I can never understand why enforcing (sane and secure) TLS and adding a (shared) secret request header isn't the usual simple answer.
As far as I know, TLS prevents all these security issues, except authentication of the webhook caller, hence the shared secret which your webhooks should check.
I've verified in the TLS specs that every issue I've seen raised by people is actually covered, yet people still think (and write) that TLS doesn't sign traffic (it does), or TLS doesn't prevent replay attacks (it does), etc.
Usually I give them pointers to the specs, and they say "it doesn't hurt to add even more security" but they're really rolling out their own encryption, which you shouldn't do.
I'd say enforce TLS and authenticate the webhook caller...
I'm the developer of Diahook (we do webhooks as a service), and I agree. It's just so annoying that we have to implement signing ourselves instead of just using client TLS certificates. Though the problem is that there are so many places in the stack that interact with your request before it hits user code (load balancer, web server, etc), that getting anything like this to work is wishful thinking...
Hey HN - I'm the author of this post. (Founder of WorkOS)
Lots of people have written about how to scale event-based systems or how to design distributed infrastructure for queue management. But what's often overlooked is the subtle-yet-important product decisions that go into designing webhooks for a great developer experience.
We don't actually offer webhooks-as-a-service at WorkOS, but we provide webhooks to developers and I've built this feature twice now, previously at Nylas and now at WorkOS. Hopefully this article helps the next person who builds them. :)
Maybe a stupid question but... why not using an MQTT server instead of webhooks? Clients could be notified in RT, TLS is already backed in the protocol with client auth... the client doesn't need to expose an endpoint, only to connect to a server...
AWS EventBridge announced API destinations recently [1]. I can't find anywhere in their docs about SSRF, but given it's a managed service running outside of your network it sounds like a good option. Anyone care to comment if this would be a good solution for webhooks?
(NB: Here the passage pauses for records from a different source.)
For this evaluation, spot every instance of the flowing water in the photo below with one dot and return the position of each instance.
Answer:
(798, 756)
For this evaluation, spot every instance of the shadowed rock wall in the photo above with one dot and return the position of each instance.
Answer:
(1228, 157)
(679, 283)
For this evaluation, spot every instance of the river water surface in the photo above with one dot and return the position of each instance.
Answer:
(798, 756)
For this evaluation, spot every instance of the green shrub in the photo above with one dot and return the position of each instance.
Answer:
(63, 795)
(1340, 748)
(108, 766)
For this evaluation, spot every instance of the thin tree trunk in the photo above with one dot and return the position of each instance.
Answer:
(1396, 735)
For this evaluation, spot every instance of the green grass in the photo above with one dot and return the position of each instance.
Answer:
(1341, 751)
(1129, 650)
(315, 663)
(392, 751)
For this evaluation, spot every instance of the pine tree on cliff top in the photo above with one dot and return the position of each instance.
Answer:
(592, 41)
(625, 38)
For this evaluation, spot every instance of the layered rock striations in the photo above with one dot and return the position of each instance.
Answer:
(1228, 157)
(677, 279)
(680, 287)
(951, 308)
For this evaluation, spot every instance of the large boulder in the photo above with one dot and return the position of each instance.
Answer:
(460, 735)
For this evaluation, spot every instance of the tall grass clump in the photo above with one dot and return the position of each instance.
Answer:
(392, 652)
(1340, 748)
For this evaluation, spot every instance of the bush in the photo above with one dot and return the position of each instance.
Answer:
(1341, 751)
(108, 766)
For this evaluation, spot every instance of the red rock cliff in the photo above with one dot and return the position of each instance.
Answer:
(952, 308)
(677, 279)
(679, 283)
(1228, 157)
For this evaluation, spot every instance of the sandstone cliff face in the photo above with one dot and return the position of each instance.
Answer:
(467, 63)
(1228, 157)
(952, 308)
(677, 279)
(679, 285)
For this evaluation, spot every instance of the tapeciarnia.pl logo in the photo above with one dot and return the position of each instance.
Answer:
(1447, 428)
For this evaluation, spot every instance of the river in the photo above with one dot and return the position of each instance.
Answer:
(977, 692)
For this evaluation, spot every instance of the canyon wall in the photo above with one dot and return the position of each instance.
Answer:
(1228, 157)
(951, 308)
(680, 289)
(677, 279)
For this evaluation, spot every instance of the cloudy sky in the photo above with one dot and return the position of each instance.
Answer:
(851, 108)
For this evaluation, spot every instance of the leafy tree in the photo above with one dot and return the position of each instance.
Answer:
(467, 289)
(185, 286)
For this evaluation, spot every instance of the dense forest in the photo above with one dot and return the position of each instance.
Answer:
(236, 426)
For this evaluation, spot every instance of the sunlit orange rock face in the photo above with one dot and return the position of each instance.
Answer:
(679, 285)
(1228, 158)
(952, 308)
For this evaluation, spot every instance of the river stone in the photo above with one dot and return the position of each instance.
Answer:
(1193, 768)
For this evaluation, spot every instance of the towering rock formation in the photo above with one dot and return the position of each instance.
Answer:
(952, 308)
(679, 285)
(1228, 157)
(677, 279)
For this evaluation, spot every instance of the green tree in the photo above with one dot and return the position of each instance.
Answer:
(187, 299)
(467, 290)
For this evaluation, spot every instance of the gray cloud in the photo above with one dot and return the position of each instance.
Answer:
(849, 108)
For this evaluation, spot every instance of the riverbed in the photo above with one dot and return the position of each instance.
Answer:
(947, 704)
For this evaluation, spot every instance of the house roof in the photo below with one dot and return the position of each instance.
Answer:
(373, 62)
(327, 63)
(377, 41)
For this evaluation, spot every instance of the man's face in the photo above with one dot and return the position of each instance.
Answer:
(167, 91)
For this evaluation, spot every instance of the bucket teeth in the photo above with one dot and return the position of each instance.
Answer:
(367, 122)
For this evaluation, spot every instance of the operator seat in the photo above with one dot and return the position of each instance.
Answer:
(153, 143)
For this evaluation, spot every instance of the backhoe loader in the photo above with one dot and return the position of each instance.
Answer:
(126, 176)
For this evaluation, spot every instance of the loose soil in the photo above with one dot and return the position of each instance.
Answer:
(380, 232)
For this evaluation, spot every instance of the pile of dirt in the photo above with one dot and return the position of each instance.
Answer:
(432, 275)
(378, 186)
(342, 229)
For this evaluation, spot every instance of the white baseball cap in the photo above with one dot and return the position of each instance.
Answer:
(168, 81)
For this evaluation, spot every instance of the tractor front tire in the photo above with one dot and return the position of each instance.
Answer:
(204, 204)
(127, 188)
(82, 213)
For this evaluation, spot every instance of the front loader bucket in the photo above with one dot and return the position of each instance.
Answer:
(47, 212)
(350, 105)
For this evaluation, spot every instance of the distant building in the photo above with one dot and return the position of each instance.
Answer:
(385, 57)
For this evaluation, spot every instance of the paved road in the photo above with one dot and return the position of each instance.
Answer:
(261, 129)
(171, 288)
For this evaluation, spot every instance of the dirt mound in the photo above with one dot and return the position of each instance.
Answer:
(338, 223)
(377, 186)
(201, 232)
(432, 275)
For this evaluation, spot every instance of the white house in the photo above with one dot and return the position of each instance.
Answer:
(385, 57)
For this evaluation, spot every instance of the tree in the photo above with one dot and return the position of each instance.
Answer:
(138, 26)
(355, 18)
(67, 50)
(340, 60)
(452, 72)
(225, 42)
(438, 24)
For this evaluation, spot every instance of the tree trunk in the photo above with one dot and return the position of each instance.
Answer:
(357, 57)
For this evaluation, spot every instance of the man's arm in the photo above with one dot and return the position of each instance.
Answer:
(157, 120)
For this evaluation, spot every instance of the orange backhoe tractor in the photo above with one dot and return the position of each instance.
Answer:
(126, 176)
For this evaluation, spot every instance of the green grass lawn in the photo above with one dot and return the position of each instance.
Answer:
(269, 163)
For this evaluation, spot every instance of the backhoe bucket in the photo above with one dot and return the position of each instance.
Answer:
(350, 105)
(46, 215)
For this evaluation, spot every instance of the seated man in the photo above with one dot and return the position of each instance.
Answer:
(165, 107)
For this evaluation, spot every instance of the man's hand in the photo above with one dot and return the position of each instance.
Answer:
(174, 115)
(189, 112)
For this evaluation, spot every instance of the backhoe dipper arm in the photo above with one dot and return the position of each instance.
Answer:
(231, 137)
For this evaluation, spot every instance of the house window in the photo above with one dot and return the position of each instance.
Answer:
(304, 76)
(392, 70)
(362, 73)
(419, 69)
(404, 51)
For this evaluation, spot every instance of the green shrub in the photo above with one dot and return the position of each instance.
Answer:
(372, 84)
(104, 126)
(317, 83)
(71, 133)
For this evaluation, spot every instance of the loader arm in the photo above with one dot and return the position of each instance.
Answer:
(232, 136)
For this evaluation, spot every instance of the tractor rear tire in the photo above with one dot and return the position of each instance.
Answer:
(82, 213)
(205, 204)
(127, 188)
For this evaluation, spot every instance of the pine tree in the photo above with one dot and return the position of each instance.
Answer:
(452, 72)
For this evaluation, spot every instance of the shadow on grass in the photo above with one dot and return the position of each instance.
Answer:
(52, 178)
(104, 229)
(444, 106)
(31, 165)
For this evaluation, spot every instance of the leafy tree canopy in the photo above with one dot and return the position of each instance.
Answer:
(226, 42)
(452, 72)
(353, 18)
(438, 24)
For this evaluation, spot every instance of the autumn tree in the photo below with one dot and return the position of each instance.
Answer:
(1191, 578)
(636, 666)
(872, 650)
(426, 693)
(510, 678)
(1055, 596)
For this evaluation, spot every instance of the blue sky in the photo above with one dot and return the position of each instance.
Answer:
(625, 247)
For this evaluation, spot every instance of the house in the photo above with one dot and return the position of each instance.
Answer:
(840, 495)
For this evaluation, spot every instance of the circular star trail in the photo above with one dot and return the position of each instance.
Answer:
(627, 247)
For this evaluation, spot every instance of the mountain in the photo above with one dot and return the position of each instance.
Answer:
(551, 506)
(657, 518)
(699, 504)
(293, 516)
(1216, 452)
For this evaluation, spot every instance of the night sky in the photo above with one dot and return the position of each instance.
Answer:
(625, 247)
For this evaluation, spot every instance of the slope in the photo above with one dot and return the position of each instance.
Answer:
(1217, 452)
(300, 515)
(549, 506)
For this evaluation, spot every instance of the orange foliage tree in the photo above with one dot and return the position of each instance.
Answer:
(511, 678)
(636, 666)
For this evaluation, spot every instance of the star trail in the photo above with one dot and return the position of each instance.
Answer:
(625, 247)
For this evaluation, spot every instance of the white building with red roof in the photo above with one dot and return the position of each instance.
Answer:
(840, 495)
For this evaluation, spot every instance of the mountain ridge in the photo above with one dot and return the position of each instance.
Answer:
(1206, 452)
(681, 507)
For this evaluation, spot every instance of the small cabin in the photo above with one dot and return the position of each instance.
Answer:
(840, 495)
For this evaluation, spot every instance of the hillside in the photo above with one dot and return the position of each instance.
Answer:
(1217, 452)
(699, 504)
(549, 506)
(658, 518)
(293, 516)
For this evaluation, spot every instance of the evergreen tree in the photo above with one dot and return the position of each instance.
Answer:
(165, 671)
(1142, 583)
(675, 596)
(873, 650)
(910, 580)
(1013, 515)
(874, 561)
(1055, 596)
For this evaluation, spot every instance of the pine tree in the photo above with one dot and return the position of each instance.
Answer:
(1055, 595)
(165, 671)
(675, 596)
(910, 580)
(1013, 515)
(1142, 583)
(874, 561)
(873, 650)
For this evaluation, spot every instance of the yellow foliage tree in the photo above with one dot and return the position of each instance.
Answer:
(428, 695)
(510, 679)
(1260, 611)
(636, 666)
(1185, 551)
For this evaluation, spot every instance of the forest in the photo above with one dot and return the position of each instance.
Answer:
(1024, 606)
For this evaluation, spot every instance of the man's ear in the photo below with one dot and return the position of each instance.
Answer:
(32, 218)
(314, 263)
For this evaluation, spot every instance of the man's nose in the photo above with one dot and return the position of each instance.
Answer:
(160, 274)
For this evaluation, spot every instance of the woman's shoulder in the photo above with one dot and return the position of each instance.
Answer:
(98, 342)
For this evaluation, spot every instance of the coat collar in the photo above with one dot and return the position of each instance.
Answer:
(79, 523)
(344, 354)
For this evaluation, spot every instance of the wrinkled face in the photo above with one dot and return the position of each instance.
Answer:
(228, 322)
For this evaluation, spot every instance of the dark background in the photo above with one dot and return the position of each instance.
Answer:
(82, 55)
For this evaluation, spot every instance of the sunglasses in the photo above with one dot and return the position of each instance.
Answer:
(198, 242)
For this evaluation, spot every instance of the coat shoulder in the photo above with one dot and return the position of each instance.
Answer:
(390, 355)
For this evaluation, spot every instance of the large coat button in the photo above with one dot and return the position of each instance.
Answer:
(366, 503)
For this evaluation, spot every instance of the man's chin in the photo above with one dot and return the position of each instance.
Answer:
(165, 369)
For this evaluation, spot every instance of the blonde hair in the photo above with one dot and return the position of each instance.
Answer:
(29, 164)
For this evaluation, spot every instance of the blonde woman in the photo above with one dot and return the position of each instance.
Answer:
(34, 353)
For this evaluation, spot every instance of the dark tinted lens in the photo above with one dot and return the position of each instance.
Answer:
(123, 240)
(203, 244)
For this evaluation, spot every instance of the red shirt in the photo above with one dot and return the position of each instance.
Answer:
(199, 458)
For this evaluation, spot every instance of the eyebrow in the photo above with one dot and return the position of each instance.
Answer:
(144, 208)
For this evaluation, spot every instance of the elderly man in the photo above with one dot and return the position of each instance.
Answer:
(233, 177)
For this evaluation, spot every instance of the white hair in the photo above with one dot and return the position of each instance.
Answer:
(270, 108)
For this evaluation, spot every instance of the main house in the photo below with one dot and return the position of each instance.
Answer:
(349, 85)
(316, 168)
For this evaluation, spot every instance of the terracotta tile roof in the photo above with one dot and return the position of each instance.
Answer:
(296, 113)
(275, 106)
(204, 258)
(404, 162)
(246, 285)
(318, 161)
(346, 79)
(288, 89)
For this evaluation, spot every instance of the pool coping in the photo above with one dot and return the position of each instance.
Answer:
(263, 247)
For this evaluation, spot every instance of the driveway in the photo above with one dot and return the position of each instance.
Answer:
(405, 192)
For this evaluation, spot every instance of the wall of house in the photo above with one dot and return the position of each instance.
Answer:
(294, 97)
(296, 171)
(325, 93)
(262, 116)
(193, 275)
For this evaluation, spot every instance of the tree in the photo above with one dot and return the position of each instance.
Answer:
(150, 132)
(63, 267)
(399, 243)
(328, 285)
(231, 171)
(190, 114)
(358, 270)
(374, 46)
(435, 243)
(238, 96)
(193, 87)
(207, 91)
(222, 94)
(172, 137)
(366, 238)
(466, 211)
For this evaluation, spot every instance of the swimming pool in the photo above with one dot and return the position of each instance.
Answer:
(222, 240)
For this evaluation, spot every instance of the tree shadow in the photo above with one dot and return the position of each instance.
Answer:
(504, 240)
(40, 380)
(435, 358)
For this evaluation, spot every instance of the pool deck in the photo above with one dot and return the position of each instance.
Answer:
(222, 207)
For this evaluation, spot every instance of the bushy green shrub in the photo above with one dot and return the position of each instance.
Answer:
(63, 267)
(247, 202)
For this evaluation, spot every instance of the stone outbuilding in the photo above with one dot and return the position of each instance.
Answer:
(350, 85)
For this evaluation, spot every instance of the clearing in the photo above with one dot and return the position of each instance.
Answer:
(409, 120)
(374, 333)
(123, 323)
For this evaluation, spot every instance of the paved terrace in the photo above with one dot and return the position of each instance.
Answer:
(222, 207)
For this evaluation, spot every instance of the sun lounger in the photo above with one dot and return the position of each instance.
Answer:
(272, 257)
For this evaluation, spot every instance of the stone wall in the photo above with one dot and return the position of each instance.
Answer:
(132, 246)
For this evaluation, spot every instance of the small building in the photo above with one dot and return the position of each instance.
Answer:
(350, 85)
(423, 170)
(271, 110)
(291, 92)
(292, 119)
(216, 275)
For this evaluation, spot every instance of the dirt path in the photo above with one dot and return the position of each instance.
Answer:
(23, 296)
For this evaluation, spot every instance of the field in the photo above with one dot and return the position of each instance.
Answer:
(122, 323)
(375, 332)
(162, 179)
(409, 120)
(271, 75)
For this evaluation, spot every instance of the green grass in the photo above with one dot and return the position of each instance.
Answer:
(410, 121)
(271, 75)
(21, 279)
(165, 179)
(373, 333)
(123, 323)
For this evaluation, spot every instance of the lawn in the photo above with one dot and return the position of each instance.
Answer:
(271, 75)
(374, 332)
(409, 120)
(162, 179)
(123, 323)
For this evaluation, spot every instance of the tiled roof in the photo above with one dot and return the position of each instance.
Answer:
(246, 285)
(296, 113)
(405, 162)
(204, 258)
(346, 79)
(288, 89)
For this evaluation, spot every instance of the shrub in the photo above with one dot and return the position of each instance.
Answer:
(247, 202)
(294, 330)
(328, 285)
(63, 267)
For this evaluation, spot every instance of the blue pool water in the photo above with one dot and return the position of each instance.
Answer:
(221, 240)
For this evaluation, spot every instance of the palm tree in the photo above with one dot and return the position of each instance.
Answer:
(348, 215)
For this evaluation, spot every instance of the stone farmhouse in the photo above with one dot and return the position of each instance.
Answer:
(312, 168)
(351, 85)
Hehe, just did a show HN[1] for Diahook (webhooks as a service) earlier today. I wonder if that's what triggered this posting. :P
Anyhow, I wish more people had better webhooks, it's such an important part of any API, so please read this blog post, understand the challenges, and provide a great webhooks experience!
This would be a good addition: make sure that your HTTP library POSTing the webhook won't follow redirects and is blocked from accessing internal domains.
Not just logging the outbound webhooks to STDOUT and hope they get ingested into logstash or something, but actually log them in your SoR/RDBMS so that you can present that data to a debugging developer.
What people totally omit when thinking about webhooks is the parallels to web sockets and client side updates. In the last round of our system updates, we have "attached" the web sockets and webhooks to the same message bus which has simplified the overall design of the system.
Yeah, they share a lot of the same challenges as they are both unlike the rest of the web stack (which is just request -> response). There are a lot of similarities, but a lot of different challenges too.
At FastComments we send an your API token in the webhook request, and if your API doesn't return a 401 with an invalid token the integration won't activate.
I can see why you might do that, but it seems mildly hostile to me and would have broken things for me on at least one or two occasions. I know I’ve set up very simple hook arrangements before where I don’t care about authentication, at least in part because the URL is secret and it’s probably just about dumping the hook call contents for now anyway.
But at the same time, perhaps doing this would solve more problems than it creates.
This was an interesting read! If you ever decide to update this article & include tools for working with webhooks, Hookdeck(https://hookdeck.io) should be at the top of the list. Hookdeck is a complete webhook infrastructure that makes working with webhooks painless. we pride ourselves in reliability. We provide tooling for easy monitoring and troubleshooting of webhooks
As far as I know, TLS prevents all these security issues, except authentication of the webhook caller, hence the shared secret which your webhooks should check.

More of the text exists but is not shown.